I have some struggles converting the following data (from an Excel-sheet) into a tidy format:
input <- structure(list(...11 = c(
NA, NA, "<1000", ">=1000 and <2000",
"2000", ">2000 and < 3000", ">=3000"
), ...13 = c(
"male", "female",
NA, NA, NA, NA, NA
), ...14 = c(
"<777", "<555", "0.3", "0.1",
"0.15", "0.13", "0.15"
), ...15 = c(
"888-999", "555-999", "0.23",
"0.21", "0", "0.21", "0.36"
), ...16 = c(
"556-899", "1020-1170",
"0.13", "0.29", "0.7", "0.8", "0.2"
), ...17 = c(
">960", ">11000",
"0.58", "0.31", "0.22", "0.65", "0.7"
)), row.names = c(NA, -7L), class = c("tbl_df", "tbl", "data.frame"))
# A tibble: 7 × 6
...11 ...13 ...14 ...15 ...16 ...17
<chr> <chr> <chr> <chr> <chr> <chr>
1 NA male <777 888-999 556-899 >960
2 NA female <555 555-999 1020-1170 >11000
3 <1000 NA 0.3 0.23 0.13 0.58
4 >=1000 and <2000 NA 0.1 0.21 0.29 0.31
5 2000 NA 0.15 0 0.7 0.22
6 >2000 and < 3000 NA 0.13 0.21 0.8 0.65
7 >=3000 NA 0.15 0.36 0.2 0.7
I would like to bring it into the following structure:
output <- tibble::tribble(
~gender, ~x, ~y, ~share,
"male", "<777", "<1000", 0.3,
"female", "<555", "<1000", 0.3,
"male", "<777", ">=1000 and <2000", 0.1,
"female", "<555", ">=1000 and <2000", 0.1,
)
# A tibble: 4 × 4
gender x y share
<chr> <chr> <chr> <dbl>
1 male <777 <1000 0.3
2 female <555 <1000 0.3
3 male <777 >=1000 and <2000 0.1
4 female <555 >=1000 and <2000 0.1
Any hints are much appreciated!
CodePudding user response:
It's a bit unclear, but I think you'd need to do something like this
df <- input[3:nrow(input),]
input <- input[1:2, 2:3]
t <- input[rep(1:nrow(input), nrow(df)),]

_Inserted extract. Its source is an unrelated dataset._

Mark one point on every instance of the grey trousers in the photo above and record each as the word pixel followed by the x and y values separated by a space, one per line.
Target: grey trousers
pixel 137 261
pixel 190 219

s <- df[rep(1:nrow(df), 2), ]
t <- cbind(t,s)
, and repeat as needed if you need this for multiple columns.
CodePudding user response:
As outlined in the comments, here's a suggested approach:
Import the excel sheet twice using readxl
's read_excel
using the skip argument:
library(readxl)
df1 <- read_excel(file = "yourfile.xlsx", skip = 2)
df2 <- read_excel(file = "yourfile.xlsx", skip = 1)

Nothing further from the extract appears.